近くの席のメンバーに聞くと、用事を思い出したって走って行ったらしい。
私はもう食べ終わっていて、お昼休憩にすることもなかったから、理佐を探しに行った。
このフロアの部屋をぜんぶのぞいたけどどこにもいなくて、
あと見ていないのはトイレだけだったから、一応見てみようと思って入ると、誰かが個室で咳込んでいた。
平手 「りさ?」
理佐 「...けほっ」
人がいたら気になっちゃうかなと思って、1度外に出た。
少しすると個室のドアが開いた音がした。
平手 「りさ」
理佐 「あー平手」
平手 「だい...じょうぶ?」
理佐 「うん...ちょっと気分悪くて、でももう大丈夫」
なんて、引きつった笑顔を向けられた。
平手 「...そっか」
理佐 「うん」
なんて言ったらいいかわからなくて、
そのまま出ていこうとする背中を見ていると、理佐が壁に触れながら、ふらっとしゃがみこんだ。
平手 「りさ!」
理佐 「...ごめんごめん笑、大丈夫。」
肩に触ろうとすると、優しく手を払われた。
平手 「りさ、手冷たい...」
理佐 「...」
「... ごめん、ちょっと寄りかかっていい?」
平手 「あ、うん」
立ったまま私の肩に頭を乗せて、ぐったりと寄りかかってきた。
りさの背中に手を回してさすっていると、さらに体重がかかってきて、
表情も目をぎゅっと瞑ってて辛そうだったから、そのまま持ち上げて近くの部屋に運んだ。
理佐 「...ごめんね」
消えそうな声が耳に届いた。
顔色はすごく悪いけど、おでこを触ってもそんなに熱くはなくて、他になんか体調悪いとこは?って聞いても、大丈夫としか言われなかった。

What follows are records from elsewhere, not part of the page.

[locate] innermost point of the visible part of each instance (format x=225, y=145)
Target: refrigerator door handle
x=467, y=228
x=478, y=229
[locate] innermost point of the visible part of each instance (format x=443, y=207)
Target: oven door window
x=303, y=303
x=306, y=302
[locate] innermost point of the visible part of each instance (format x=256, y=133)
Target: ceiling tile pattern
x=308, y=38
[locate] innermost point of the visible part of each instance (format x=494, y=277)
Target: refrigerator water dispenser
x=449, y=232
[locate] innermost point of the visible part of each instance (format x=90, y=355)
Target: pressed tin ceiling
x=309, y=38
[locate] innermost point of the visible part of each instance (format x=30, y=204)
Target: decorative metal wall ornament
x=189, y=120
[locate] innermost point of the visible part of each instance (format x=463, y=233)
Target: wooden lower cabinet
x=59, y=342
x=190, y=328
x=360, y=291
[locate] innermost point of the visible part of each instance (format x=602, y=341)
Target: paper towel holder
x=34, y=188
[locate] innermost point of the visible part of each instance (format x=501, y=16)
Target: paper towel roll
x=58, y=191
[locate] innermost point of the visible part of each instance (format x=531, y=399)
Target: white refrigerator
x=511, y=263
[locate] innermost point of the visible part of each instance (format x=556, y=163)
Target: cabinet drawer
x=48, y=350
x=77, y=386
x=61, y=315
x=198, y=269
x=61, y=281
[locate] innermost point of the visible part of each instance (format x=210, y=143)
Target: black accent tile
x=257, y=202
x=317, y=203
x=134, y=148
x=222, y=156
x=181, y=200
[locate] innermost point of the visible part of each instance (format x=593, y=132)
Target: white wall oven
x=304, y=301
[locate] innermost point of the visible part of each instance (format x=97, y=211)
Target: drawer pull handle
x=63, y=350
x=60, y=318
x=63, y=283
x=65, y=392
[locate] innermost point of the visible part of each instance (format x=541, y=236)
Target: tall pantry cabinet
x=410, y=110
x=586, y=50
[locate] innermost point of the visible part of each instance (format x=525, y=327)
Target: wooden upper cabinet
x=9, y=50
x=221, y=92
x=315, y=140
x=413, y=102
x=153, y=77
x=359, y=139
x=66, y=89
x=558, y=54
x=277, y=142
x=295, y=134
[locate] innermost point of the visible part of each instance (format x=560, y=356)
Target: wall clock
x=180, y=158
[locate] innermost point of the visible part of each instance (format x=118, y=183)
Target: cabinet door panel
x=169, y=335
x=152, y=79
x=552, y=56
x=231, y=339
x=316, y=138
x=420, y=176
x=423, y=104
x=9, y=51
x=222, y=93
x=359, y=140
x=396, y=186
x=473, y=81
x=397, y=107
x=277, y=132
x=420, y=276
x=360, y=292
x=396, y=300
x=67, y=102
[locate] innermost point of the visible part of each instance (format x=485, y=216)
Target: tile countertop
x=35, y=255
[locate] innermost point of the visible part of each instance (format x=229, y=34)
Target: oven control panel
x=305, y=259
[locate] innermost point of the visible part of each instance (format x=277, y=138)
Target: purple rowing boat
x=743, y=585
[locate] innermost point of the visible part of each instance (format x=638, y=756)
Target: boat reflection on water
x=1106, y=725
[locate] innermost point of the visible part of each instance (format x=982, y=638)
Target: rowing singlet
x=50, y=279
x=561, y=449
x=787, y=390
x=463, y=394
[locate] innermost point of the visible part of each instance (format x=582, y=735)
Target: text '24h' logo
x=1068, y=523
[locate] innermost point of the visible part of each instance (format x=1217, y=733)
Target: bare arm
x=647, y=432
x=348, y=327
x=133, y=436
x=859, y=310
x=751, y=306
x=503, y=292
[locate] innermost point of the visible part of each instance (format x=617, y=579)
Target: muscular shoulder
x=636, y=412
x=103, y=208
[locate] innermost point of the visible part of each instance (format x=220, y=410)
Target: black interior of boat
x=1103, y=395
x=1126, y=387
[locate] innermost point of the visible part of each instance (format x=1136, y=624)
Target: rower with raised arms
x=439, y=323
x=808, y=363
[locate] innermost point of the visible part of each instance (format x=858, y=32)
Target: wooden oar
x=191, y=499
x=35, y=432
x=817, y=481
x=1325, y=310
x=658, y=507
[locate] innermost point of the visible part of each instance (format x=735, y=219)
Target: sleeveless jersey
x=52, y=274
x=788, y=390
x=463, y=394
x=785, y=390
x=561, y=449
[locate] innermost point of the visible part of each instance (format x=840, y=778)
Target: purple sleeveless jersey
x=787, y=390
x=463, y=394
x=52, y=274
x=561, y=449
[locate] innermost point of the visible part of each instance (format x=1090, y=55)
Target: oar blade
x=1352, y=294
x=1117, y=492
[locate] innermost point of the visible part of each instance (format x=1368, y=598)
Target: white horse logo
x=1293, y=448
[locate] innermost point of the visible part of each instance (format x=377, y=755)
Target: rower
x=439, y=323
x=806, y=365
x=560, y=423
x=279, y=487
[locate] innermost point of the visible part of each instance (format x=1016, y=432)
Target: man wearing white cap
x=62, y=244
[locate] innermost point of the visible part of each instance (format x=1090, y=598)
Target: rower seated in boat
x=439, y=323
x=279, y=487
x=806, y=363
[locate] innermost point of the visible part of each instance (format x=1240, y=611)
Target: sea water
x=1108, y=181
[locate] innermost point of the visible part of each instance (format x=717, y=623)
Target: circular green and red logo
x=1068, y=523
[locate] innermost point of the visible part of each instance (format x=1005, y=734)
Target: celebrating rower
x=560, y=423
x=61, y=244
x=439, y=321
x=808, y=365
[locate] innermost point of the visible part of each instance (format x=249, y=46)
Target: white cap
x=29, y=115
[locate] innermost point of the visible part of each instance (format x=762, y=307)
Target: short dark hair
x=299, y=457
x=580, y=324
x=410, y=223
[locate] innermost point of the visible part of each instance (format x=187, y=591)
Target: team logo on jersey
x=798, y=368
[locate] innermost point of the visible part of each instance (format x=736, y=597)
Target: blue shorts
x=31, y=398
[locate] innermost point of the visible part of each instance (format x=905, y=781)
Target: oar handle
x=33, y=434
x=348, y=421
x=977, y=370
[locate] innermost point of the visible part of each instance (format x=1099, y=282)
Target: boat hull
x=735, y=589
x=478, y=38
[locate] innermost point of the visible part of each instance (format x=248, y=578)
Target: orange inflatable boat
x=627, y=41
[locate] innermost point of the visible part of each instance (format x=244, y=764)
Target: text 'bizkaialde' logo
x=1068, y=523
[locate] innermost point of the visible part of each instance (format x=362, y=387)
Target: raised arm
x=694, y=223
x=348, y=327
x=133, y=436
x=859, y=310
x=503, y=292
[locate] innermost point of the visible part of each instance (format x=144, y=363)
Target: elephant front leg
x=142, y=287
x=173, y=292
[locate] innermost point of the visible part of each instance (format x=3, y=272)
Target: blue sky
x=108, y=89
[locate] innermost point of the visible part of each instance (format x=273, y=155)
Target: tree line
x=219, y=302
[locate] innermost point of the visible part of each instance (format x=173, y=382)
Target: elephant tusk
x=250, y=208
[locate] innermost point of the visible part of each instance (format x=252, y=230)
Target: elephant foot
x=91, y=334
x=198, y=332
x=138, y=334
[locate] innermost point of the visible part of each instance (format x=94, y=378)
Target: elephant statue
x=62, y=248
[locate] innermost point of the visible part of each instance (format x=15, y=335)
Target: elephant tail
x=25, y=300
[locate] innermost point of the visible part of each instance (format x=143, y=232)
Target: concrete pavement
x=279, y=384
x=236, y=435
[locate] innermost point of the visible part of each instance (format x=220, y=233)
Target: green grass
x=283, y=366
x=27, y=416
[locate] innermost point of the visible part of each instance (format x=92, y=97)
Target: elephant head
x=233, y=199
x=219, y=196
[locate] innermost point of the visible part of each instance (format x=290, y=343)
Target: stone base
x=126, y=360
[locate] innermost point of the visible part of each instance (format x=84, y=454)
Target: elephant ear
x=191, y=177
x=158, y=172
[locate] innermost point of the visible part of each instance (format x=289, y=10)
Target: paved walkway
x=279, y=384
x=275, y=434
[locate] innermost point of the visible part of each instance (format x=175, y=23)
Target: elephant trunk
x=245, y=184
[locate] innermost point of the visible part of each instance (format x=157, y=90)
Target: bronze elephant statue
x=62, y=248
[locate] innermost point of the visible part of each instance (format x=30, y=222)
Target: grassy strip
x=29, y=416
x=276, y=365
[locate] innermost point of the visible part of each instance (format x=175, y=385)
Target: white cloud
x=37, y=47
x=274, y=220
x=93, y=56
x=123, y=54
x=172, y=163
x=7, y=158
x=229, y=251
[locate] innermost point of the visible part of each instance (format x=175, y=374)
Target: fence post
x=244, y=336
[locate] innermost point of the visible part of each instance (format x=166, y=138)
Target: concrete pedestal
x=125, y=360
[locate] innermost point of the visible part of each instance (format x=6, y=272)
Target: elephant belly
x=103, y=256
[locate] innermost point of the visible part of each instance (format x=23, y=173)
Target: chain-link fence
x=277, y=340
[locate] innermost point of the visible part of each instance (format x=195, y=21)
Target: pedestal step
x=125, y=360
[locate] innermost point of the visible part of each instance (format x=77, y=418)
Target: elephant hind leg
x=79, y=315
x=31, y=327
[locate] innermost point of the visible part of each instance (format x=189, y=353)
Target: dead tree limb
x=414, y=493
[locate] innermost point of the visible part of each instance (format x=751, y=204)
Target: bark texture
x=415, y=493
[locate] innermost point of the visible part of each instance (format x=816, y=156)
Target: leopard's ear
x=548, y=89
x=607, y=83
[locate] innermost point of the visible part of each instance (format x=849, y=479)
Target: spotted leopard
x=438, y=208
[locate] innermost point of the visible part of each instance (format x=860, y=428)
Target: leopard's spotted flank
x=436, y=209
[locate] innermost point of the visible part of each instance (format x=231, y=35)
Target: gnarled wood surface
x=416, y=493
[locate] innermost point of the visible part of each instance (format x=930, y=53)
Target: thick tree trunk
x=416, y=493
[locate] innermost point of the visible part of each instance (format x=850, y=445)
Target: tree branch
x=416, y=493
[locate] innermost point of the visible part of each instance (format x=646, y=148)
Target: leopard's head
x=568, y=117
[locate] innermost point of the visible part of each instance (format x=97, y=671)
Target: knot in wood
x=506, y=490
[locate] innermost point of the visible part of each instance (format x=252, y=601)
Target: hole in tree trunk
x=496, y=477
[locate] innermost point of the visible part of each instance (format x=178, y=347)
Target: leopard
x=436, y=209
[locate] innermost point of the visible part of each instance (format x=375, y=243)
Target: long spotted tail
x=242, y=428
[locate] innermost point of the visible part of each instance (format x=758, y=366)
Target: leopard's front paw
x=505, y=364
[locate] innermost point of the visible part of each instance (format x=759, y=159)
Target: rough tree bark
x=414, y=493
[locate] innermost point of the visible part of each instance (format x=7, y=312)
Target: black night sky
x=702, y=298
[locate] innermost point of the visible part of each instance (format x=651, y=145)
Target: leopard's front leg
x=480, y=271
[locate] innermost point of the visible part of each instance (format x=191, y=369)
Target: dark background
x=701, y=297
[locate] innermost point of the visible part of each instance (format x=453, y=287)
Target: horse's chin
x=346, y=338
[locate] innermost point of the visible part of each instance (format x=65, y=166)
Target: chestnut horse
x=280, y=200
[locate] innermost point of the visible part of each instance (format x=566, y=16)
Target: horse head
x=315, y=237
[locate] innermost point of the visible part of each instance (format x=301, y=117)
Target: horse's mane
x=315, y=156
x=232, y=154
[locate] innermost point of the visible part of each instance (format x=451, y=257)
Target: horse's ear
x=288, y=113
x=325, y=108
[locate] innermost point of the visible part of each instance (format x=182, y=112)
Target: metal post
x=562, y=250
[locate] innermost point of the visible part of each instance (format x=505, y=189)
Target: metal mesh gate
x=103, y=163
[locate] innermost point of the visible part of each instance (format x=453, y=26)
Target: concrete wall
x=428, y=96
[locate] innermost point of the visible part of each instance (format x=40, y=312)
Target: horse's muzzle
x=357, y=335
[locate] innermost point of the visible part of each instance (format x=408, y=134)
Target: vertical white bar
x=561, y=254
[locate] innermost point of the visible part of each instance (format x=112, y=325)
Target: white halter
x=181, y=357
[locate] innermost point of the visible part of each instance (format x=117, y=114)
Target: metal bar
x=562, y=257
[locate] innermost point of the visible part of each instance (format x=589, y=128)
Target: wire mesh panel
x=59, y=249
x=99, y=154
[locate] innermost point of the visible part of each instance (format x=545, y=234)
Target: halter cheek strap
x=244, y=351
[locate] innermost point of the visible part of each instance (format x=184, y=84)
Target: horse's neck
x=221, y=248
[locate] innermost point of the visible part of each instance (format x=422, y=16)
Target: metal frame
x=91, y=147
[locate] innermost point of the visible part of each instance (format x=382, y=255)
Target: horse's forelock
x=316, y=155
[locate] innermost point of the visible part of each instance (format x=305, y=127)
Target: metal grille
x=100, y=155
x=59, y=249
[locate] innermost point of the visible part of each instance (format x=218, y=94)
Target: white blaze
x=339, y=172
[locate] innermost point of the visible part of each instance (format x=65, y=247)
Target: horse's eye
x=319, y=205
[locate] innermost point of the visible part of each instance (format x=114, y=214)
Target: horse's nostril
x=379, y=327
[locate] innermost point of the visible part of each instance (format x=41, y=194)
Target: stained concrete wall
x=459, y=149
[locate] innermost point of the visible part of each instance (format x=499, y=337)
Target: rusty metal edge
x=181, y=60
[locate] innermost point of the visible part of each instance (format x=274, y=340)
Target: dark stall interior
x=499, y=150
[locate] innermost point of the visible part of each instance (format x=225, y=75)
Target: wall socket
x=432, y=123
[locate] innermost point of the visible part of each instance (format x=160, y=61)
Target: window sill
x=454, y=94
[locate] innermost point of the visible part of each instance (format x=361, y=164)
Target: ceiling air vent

ラインで菅井にだけ連絡して、午後の仕事は休ませてもらった。
平手 「つらい?ごめんね何もできなくて...」
私のことをじっと見てる理佐に声をかけると、ゆっくり首を横に振ってくれた。
理佐 「平手が気づいてくれて助かった...ありがとう」
つらいときでも、ありがとうとかちゃんと言える理佐を素直にすごいと思った。
気づいたら理佐は目を閉じていて、小さな寝息が聞こえた。